Thread: Idle Error invalid byte sequence

Idle Error invalid byte sequence

From
Randall Wilson
Date:
Hi all,
We've got a PostgreSQL 8.1.11 database that started displaying these
error messages almost immediately AFTER it was restored. It restored
fully and successfully. They occur every few seconds to every few
minutes. Here are the error messages.

[2008-09-18 10:18:14 CDT] idleERROR:  invalid byte sequence for encoding
"UTF8": 0x8b
[2008-09-18 10:18:14 CDT] idleHINT:  This error can also happen if the
byte sequence does not match the encoding expected by the server, which
is controlled by "client_encoding".

Is there any way to figure out where the 0x8b character is?

Attachment

Re: Idle Error invalid byte sequence

From
Tom Lane
Date:
Randall Wilson <rwilson@earthcomber.com> writes:
> We've got a PostgreSQL 8.1.11 database that started displaying these
> error messages almost immediately AFTER it was restored.
> ...
> Is there any way to figure out where the 0x8b character is?

Hmm, did you perhaps change the database encoding from its previous
value?  The most likely bet is that the bad encoding is arriving from a
client, which is evidently expecting to send something other than UTF8
but not bothering to set client_encoding to tell what.

            regards, tom lane

Re: Idle Error invalid byte sequence

From
Randall Wilson
Date:
Yes, the encoding was changed from SQL_ASCII to UTF-8. Does the fact
that it's an "Idle" error conform your theory that some client is
causing the error? I thought the "Idle" error was caused by errors found
during background processes, like vacuums.

I made a plain text backup of the live database and I'm not having any
luck grepping for the character. I may be doing it wrong. If I can't
find it in the database dump, what does that tell us? Is it possibly in
a template database.

Thanks for your help,
Randy

Tom Lane wrote:
> Randall Wilson <rwilson@earthcomber.com> writes:
>
>> We've got a PostgreSQL 8.1.11 database that started displaying these
>> error messages almost immediately AFTER it was restored.
>> ...
>> Is there any way to figure out where the 0x8b character is?
>>
>
> Hmm, did you perhaps change the database encoding from its previous
> value?  The most likely bet is that the bad encoding is arriving from a
> client, which is evidently expecting to send something other than UTF8
> but not bothering to set client_encoding to tell what.
>
>             regards, tom lane
>
>

Attachment

Re: Idle Error invalid byte sequence

From
Tom Lane
Date:
Randall Wilson <rwilson@earthcomber.com> writes:
> Yes, the encoding was changed from SQL_ASCII to UTF-8. Does the fact
> that it's an "Idle" error conform your theory that some client is
> causing the error? I thought the "Idle" error was caused by errors found
> during background processes, like vacuums.

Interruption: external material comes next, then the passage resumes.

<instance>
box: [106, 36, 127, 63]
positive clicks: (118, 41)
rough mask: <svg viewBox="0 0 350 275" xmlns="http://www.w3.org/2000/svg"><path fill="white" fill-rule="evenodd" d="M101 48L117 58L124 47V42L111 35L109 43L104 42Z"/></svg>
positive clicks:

You'd have to tell us what your log_line_prefix is before we could
interpret that, but yeah, an encoding error in an incoming query string
would be reported before the backend could even consider going non-idle.

A SQL_ASCII database would have accepted any data whatsoever.  If you
want to change to something where you actually know the encoding, that's
fine, but realize that you're going to have to make your clients be
honest about what encoding they're using, too.

            regards, tom lane

Re: Idle Error invalid byte sequence

From
Randall Wilson
Date:
log_line_prefix = '[%t] %i'
So, "idle" is just the "command tag", which probably means it's not
associated with a command.

Unless you think grepping my plain text backup is a waste of time,
you've answered all my questions (Thanks) and I don't need a reply.
Thanks again,
Randy Wilson

Tom Lane wrote:
> Randall Wilson <rwilson@earthcomber.com> writes:
>
>> Yes, the encoding was changed from SQL_ASCII to UTF-8. Does the fact
>> that it's an "Idle" error conform your theory that some client is
>> causing the error? I thought the "Idle" error was caused by errors found
>> during background processes, like vacuums.
>>
>
> You'd have to tell us what your log_line_prefix is before we could
> interpret that, but yeah, an encoding error in an incoming query string
> would be reported before the backend could even consider going non-idle.
>
> A SQL_ASCII database would have accepted any data whatsoever.  If you
> want to change to something where you actually know the encoding, that's
> fine, but realize that you're going to have to make your clients be
> honest about what encoding they're using, too.
>
>             regards, tom lane
>
>

Attachment

Re: Idle Error invalid byte sequence

From
Tom Lane
Date:
Randall Wilson <rwilson@earthcomber.com> writes:
> log_line_prefix = '[%t] %i'
> So, "idle" is just the "command tag", which probably means it's not
> associated with a command.

No, you missed my point: if an incoming command contains invalidly
encoded characters, the error about that will be thrown *before* the
command tag can be changed from "idle".  I think you are looking in the
wrong place entirely --- the bad data is not in the database, it's
coming from a client.

            regards, tom lane